François Chesnel & Thierry Lhiver

Japanese Song

Thierry Lhiver (tb), François Chesnel (p) + Yoann Loustalot (tp sur Azalea)

Label / Distribution : Bruit Chic

Belle réussite que ce duo, qui capitalise sur les nombreuses qualités de chacun : Thierry Lhiver, tromboniste mélodique préférant à la puissance une gamme de nuances héritée de sa connaissance de la musique de chambre, et François Chesnel, pianiste prolixe dont les orchestrations mêlent la syncope et les accidents du jazz à la délicatesse d’un romantisme classique qu’il ne cherche pas à estomper.
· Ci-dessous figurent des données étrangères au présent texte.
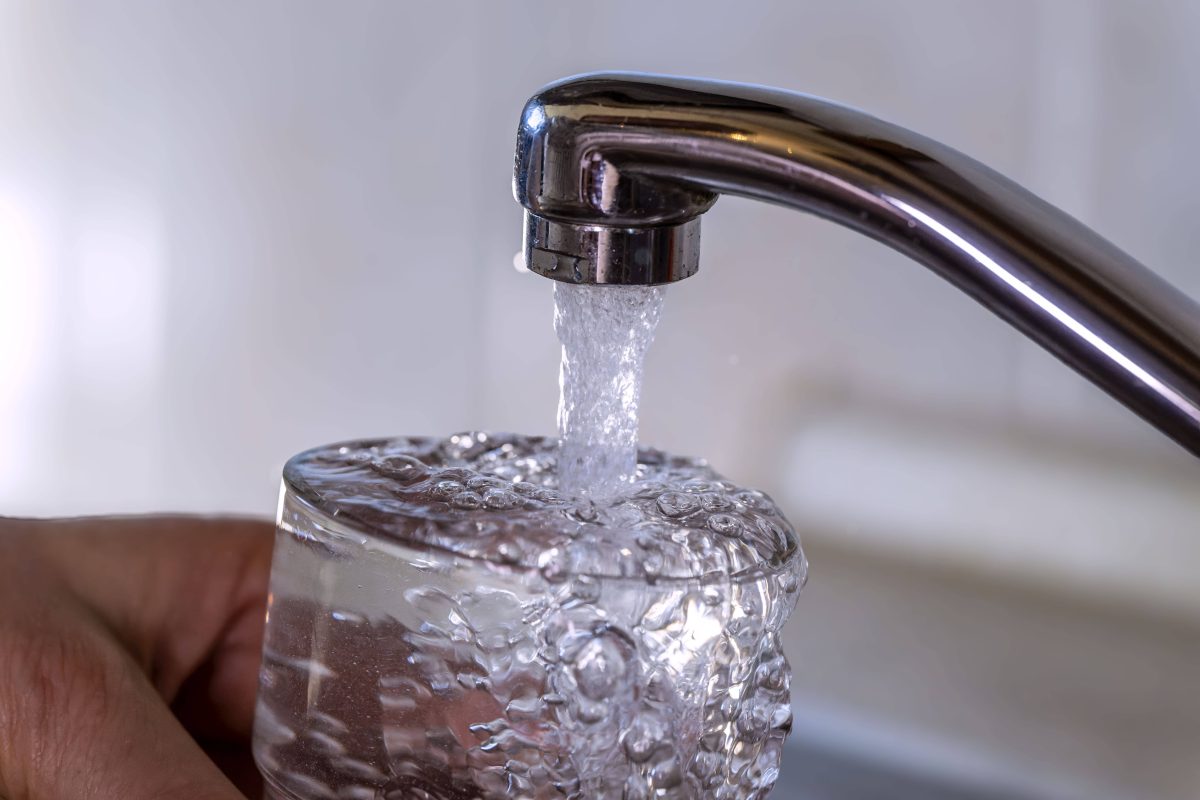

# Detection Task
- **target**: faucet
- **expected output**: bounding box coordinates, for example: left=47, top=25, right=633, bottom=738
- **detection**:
left=514, top=73, right=1200, bottom=456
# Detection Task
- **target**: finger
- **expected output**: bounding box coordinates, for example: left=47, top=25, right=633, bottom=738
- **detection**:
left=31, top=517, right=272, bottom=739
left=0, top=606, right=242, bottom=800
L’album est construit selon une alternance de compositions de l’un et de l’autre, d’interprétations de thèmes signés Thelonious Monk, Duke Ellington, Charlie Haden ou Dave Holland, et de courts interludes improvisés.
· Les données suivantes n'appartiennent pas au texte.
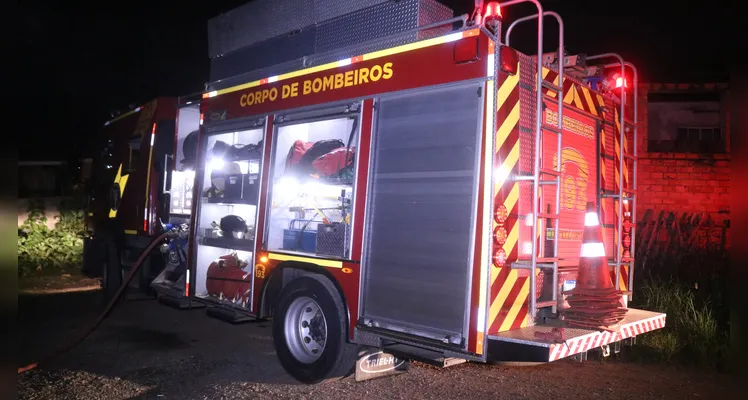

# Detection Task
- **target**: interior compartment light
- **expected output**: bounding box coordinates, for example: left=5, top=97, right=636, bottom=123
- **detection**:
left=483, top=1, right=501, bottom=22
left=210, top=157, right=226, bottom=170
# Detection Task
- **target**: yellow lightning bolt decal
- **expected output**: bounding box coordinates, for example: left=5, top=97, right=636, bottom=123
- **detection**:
left=109, top=164, right=130, bottom=218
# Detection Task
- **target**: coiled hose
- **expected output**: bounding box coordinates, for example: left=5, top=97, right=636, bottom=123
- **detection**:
left=18, top=232, right=171, bottom=375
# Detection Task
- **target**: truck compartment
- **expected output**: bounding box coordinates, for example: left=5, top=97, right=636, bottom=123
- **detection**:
left=267, top=113, right=359, bottom=258
left=193, top=128, right=265, bottom=311
left=360, top=83, right=483, bottom=347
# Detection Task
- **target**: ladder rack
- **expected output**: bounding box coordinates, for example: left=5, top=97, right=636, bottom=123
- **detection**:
left=499, top=0, right=638, bottom=319
left=501, top=0, right=566, bottom=319
left=587, top=53, right=639, bottom=300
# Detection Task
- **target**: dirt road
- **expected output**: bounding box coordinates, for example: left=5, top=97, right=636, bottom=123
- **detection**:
left=18, top=292, right=742, bottom=400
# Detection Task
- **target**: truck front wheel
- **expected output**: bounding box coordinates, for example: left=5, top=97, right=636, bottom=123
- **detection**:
left=273, top=275, right=356, bottom=384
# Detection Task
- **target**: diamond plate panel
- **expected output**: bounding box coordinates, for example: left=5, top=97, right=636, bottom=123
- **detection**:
left=208, top=0, right=388, bottom=58
left=314, top=0, right=419, bottom=53
left=208, top=0, right=453, bottom=90
left=491, top=324, right=596, bottom=347
left=210, top=26, right=316, bottom=82
left=517, top=53, right=536, bottom=266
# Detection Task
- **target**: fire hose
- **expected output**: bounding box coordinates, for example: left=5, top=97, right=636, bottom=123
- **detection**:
left=18, top=232, right=172, bottom=375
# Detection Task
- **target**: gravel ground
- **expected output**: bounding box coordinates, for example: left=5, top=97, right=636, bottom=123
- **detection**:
left=18, top=292, right=742, bottom=400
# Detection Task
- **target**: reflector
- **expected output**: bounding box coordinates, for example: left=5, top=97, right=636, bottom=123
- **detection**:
left=500, top=46, right=519, bottom=75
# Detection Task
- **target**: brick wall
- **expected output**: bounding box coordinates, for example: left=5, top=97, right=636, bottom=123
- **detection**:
left=637, top=85, right=730, bottom=233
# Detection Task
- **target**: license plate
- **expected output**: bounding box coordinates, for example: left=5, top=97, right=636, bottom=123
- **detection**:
left=356, top=348, right=409, bottom=382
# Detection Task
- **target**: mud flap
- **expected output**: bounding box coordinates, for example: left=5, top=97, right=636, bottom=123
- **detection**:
left=355, top=346, right=410, bottom=382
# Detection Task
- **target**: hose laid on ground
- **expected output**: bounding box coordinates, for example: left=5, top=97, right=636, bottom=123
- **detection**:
left=18, top=232, right=170, bottom=375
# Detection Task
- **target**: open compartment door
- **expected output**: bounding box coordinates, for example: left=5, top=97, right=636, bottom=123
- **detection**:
left=359, top=83, right=483, bottom=350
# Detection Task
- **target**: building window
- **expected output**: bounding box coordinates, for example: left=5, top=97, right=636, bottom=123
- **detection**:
left=649, top=126, right=725, bottom=153
left=647, top=98, right=726, bottom=154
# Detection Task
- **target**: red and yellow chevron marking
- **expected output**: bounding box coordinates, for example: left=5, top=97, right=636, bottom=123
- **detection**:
left=488, top=60, right=530, bottom=334
left=543, top=67, right=604, bottom=116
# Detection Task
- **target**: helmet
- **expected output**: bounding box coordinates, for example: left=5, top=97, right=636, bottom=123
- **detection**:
left=221, top=215, right=247, bottom=233
left=210, top=162, right=242, bottom=191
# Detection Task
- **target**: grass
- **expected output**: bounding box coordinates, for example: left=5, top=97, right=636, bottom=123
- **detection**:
left=636, top=279, right=728, bottom=369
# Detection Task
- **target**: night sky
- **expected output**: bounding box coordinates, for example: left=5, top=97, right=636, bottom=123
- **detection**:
left=16, top=0, right=729, bottom=160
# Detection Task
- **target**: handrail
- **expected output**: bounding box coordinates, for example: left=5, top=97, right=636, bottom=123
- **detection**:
left=497, top=0, right=543, bottom=319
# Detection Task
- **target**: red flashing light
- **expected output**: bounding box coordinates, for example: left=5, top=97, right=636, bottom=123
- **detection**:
left=483, top=1, right=501, bottom=21
left=493, top=248, right=506, bottom=267
left=500, top=46, right=519, bottom=75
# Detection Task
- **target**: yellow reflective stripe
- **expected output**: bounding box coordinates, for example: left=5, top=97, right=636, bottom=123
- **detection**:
left=143, top=134, right=155, bottom=223
left=268, top=253, right=343, bottom=268
left=209, top=29, right=478, bottom=97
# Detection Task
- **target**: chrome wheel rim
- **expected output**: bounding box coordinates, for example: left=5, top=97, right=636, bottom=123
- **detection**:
left=283, top=296, right=327, bottom=364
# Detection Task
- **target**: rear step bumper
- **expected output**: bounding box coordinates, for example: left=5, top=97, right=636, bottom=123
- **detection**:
left=354, top=326, right=485, bottom=367
left=488, top=308, right=666, bottom=362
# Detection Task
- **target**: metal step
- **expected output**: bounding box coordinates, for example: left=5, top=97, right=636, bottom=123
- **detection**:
left=382, top=343, right=467, bottom=368
left=535, top=300, right=558, bottom=308
left=205, top=307, right=257, bottom=324
left=157, top=293, right=205, bottom=310
left=540, top=168, right=561, bottom=176
left=541, top=124, right=563, bottom=134
left=600, top=190, right=634, bottom=200
left=512, top=260, right=555, bottom=269
left=538, top=213, right=559, bottom=219
left=543, top=80, right=563, bottom=93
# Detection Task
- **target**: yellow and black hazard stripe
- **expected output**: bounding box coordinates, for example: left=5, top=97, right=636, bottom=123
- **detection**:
left=610, top=108, right=630, bottom=291
left=488, top=60, right=530, bottom=334
left=543, top=67, right=605, bottom=116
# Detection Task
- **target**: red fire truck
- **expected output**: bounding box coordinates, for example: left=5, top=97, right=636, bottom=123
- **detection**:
left=87, top=0, right=665, bottom=383
left=83, top=95, right=201, bottom=298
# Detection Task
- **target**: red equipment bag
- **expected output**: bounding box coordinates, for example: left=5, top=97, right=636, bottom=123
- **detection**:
left=205, top=254, right=251, bottom=301
left=286, top=140, right=314, bottom=168
left=312, top=147, right=355, bottom=176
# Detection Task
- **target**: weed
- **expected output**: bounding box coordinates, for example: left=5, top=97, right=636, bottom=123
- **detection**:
left=637, top=278, right=728, bottom=367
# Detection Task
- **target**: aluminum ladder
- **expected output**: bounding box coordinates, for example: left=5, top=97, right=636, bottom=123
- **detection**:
left=587, top=53, right=639, bottom=300
left=500, top=0, right=565, bottom=320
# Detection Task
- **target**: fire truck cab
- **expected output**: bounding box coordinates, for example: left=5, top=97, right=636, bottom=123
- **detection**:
left=164, top=0, right=665, bottom=383
left=83, top=95, right=201, bottom=299
left=79, top=0, right=666, bottom=383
Les clins d’œil aux aînés, très beaux, montrent à quel point les deux musiciens savent se réapproprier les standards. Ils donnent ainsi de « First Song » une version pure, dénuée de tout artifice, priorité étant laissée à la mélodie et au lyrisme jusque dans ses développements. « Azalea » joue la carte de l’interprétation minimaliste en lieu et place de la gouaille et de l’excentricité d’Armstrong. Yoann Loustalot se joint au duo pour l’occasion. La mélodie s’en trouve patinée, recentrée, d’une simplicité complémentaire aux versions brillantes qu’en a données Ellington. « Not For Nothing » est reconstruit sur un mode de jeu percussif (avec un piano aux cordes « contrariées », entre étouffements et résonances métalliques), tandis que sur « Eronel », le pianiste emprunte - bel hommage - au vocabulaire de Monk sans le singer.
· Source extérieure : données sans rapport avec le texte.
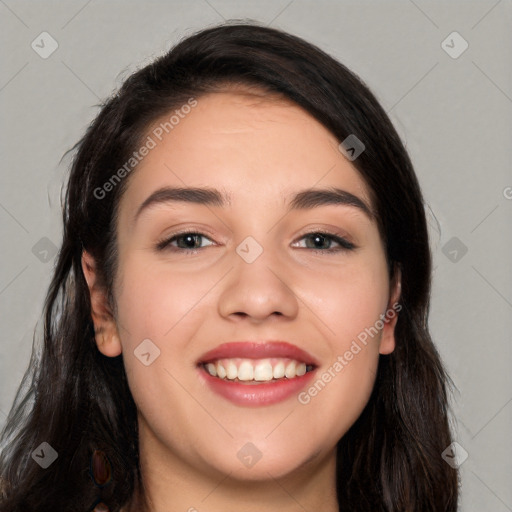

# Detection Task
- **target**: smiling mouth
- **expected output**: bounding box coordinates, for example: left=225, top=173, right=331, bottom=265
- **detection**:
left=200, top=357, right=315, bottom=385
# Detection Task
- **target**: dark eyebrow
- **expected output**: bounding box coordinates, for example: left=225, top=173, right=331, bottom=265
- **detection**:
left=133, top=187, right=375, bottom=223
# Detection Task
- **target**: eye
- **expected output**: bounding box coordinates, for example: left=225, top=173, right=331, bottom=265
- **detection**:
left=156, top=231, right=213, bottom=252
left=292, top=231, right=356, bottom=253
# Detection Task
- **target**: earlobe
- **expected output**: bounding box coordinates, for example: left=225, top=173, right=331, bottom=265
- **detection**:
left=379, top=267, right=402, bottom=355
left=82, top=250, right=122, bottom=357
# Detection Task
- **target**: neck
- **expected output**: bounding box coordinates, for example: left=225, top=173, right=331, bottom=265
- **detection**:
left=126, top=420, right=339, bottom=512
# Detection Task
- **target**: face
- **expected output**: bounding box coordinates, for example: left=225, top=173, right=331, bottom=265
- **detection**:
left=83, top=92, right=398, bottom=480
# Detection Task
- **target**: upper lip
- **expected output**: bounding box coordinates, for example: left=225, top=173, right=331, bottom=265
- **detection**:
left=198, top=340, right=319, bottom=366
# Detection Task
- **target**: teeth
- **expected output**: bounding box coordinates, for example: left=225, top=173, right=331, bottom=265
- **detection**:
left=284, top=361, right=296, bottom=379
left=226, top=361, right=238, bottom=380
left=204, top=358, right=313, bottom=382
left=274, top=361, right=284, bottom=379
left=238, top=361, right=254, bottom=380
left=295, top=363, right=306, bottom=377
left=206, top=363, right=217, bottom=377
left=254, top=361, right=273, bottom=381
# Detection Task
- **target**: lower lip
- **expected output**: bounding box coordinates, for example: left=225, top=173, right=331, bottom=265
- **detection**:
left=199, top=368, right=315, bottom=407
Mais si ces réinterprétations très personnelles sont recommandées sans réserve, c’est avant tout à travers leurs propres compositions que le tromboniste et le pianiste se livrent. Tous leurs modes de jeu y sont présents, le piano offrant au trombone une aire de jeu mouvante, à la fois pleine de surprises et étrangement confortable. Chesnel déroule d’élégants tapis harmoniques où il dispose çà et là des obstacles rythmiques, encourageant ainsi le trombone à cheminer de manière sereine mais attentive. La qualité de l’écriture révèle un haut degré d’exigence formelle, et l’écoute de « Japanese Song » ou « For T. » justifie à elle seule de consacrer à ce beau disque tout le temps qu’il mérite.